La colisión de intereses objetivos en la Argentina es tan obvia, y el grado de conciencia media alcanzado sobre esa reyerta es tan alto que resulta entre ineficaz y de mal gusto tratar al ejercicio periodístico como un show mediático, al Derecho Humano a la información fehaciente como un instrumento al servicio del rating televisivo, y a la verdad de los hechos concretos como un insumo para el más delirante folletín. No hace falta descender hasta la degradación del debate político para volverlo accesible a las mayorías populares. Creatividad es otra cosa. La pelea de millones por la plena aplicación de la ley de Medios, y la feroz apuesta de unos pocos (pero con mucho poder) por su total fracaso, subyacen bajo todos los escándalos que plantea en su programa, cuyo contenido editorial prescinde equivocadamente de una condición definitoria: la cuantiosa base de sustentación social, la necesidad cultural y la fundamentación histórica de la ley de Servicios de Comunicación Audiovisual.
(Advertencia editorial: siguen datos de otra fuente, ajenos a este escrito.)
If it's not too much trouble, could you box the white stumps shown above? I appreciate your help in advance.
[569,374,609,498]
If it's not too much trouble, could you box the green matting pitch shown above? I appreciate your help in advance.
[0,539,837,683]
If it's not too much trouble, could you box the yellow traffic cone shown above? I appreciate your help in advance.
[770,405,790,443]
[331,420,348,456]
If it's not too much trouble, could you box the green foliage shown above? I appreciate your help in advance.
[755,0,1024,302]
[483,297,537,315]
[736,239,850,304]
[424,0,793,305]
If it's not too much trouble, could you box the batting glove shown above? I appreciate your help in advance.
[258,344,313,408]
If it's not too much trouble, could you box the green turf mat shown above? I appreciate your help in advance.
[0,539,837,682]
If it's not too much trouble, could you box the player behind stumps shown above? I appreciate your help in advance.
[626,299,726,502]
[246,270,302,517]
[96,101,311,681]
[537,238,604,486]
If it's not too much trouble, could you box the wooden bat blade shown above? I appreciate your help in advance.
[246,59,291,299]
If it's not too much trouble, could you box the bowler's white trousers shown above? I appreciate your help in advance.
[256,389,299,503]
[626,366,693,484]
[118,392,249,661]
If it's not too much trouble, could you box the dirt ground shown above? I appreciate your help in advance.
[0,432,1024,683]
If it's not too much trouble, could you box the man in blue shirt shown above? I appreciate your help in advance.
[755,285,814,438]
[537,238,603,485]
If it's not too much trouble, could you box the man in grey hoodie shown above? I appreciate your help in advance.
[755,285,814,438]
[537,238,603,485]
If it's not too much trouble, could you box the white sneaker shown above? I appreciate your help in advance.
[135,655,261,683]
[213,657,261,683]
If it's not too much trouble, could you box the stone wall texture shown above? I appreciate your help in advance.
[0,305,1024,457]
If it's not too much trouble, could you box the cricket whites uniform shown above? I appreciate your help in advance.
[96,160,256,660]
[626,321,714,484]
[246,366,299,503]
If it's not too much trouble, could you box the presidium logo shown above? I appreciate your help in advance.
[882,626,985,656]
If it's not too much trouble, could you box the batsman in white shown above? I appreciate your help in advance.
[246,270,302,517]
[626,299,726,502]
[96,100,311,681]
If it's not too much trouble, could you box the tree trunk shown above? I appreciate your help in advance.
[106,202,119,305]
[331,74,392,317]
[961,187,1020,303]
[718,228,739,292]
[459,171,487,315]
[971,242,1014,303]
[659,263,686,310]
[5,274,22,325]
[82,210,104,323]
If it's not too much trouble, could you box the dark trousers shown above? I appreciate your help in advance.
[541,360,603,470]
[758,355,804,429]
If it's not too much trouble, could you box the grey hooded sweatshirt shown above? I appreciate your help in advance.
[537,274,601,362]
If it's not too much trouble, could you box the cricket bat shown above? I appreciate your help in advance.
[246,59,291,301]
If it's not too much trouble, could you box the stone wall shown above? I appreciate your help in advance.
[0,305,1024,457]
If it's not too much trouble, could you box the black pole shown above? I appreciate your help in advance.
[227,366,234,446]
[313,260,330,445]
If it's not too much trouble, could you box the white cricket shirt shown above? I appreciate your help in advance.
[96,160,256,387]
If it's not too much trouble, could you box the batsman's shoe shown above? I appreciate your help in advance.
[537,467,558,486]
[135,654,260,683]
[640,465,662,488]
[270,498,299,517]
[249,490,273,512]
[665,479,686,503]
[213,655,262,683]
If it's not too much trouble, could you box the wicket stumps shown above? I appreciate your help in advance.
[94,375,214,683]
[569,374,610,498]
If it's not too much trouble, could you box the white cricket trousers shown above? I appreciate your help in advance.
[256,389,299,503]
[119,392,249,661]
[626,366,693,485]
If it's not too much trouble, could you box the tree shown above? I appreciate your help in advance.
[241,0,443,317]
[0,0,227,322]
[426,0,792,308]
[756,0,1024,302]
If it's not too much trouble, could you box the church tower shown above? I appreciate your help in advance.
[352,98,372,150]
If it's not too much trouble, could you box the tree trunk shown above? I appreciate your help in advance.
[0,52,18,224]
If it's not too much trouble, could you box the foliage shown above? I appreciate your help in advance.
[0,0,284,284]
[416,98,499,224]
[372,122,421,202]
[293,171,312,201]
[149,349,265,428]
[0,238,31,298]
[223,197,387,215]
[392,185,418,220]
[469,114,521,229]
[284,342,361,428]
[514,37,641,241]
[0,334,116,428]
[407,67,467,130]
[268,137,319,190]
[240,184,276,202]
La elección de Lanata por la antipolítica sería cool si estuviéramos en 2001, cuando los jóvenes se distanciaban voluntariamente 501 kilómetros de su mesa de votación para excusarse de no cumplir con su obligación cívica. Pero ya no. Desde las celebraciones por el Bicentenario, el ciclo iniciado en 2003 atraviesa un periodo de politización y de participación colectiva aún más enfático. Especialmente en la juventud. ¿Habrá visto la movilización del pasado sábado, Lanata? ¿Cómo se explicará en su fuero íntimo las muestras de solidaridad y política en La Plata?
Si bien no es una sorpresa, el comentario sobre los montoneros –un argumento ramplón muy frecuentado por los defensores de los genocidas– marca su propio fin de ciclo. A partir del último domingo ya no será posible reconocer en el Lanata de Clarín al fundador de Página 12, cuyo diario nació en 1987 al calor de las batallas contra la impunidad y desde el cual se le dio pelea al relato inventado por el alfonsinismo: la teoría de los dos demonios, que pretendía empatar a los genocidas cívico-militares con "los montoneros que salían a matar gente indefensa". Su descenso abrupto por el lado diestro del caballo adonde se trepó por el costado inverso, cubre con una mirada progre, de cuidada estética rebelde, los mitos más espasmódicos de la derecha y el conservadurismo locales.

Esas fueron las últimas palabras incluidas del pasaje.